Scott Anderson’s review published on Letterboxd:
I was sitting on my couch watching my brand new Blu-ray copy of Princess Mononoke and I had a thought that filled me with sadness. Hayao Miyazaki is 74 years old and, according to his own words, has retired from filmmaking. While both of these facts are not news to me or anyone else, as his age is public record and his intentions to step away from crafting animated masterpieces were announced nearly two years ago, it didn't really hit me until this revisit.
While I had seen Princess Mononoke a few times roughly a decade or so ago, it had been that long without it and thus its magic no longer resonated with me. Magic. There is no other word to describe it. I sat there in awe of this wondrous, incredible picture, seeing it through fresh eyes and an appreciation for Miyazaki and Ghibli in general that I simply did not have back then. Magic. Fucking magic.
The joy I felt as I recognized the perfection on display in front of me was met with equal parts sadness (Inside Out, anyone?) as the realization that this innovative, brilliant master of hand drawn animation was done. Finished. All we have left are memories and the films that already exist, the work that we can continue to cherish and show to new generations of budding film enthusiasts for decades to come.
Princess Mononoke is an intelligent, meticulously and beautifully animated masterclass in storytelling, using elements of a traditional period adventure drama infused with the fantasy and mysticism typically found in a Studio Ghibli creation.
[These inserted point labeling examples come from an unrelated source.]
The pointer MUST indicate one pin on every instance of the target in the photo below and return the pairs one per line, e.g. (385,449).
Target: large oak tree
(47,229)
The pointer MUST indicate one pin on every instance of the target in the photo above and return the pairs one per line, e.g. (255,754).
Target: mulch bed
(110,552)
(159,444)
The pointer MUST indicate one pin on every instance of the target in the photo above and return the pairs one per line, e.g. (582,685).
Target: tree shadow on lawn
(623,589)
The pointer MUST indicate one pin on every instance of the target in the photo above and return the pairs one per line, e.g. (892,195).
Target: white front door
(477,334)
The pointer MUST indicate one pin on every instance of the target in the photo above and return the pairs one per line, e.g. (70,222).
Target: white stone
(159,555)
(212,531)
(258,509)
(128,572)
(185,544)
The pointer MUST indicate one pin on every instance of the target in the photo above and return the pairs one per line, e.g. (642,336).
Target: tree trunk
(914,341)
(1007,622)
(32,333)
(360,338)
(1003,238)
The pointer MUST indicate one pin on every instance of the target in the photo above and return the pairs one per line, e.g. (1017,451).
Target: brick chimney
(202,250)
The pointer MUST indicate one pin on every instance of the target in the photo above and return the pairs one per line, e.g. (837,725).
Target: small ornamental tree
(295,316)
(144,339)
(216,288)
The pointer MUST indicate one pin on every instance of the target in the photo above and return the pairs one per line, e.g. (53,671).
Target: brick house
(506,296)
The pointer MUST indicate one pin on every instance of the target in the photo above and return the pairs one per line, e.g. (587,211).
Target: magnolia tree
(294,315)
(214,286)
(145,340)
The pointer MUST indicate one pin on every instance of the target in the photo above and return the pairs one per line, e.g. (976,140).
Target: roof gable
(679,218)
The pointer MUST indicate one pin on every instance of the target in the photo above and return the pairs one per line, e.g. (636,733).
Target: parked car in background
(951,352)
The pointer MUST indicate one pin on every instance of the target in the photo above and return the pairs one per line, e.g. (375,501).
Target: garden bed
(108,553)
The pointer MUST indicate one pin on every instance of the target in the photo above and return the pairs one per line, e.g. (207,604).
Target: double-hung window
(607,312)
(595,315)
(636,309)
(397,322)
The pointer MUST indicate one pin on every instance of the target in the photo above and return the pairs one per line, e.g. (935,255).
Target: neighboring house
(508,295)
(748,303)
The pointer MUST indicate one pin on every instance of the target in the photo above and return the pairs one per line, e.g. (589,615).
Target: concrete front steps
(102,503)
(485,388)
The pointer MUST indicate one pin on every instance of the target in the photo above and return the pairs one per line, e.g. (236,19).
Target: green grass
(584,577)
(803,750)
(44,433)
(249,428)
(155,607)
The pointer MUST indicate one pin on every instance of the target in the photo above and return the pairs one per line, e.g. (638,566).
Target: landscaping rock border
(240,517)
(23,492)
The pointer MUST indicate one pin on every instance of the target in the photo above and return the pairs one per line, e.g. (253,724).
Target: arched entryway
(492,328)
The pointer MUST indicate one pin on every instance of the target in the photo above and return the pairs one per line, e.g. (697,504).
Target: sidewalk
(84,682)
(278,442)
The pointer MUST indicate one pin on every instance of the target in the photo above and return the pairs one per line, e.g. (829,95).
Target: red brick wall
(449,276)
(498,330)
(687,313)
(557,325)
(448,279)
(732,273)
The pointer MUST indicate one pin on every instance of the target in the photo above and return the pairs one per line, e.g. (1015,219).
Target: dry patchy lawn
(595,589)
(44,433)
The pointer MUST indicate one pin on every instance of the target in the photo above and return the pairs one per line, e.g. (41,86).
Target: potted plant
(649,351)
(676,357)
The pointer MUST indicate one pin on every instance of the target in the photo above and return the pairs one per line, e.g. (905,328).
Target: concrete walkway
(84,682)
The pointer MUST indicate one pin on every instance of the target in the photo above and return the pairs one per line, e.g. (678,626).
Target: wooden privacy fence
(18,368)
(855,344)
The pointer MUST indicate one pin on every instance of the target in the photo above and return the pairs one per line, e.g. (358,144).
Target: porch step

I was thrilled and filled with thought from the first frame to the last. As I said before, I had seen the film before but not like this. I don't remember ever being so in awe of every last detail like I was this time.
Yet despite this exuberant positive response, I am left feeling as if I am mourning a loss despite the man still being very much alive. In terms of creativity and originality and the ability to tell a beautiful, thoughtful story, if Miyazaki is indeed done, it is such a tremendous loss.
All I can do, all any of us can do, is celebrate his work, his achievements. Princess Mononoke is not only one of them, it might be the greatest thing he ever did.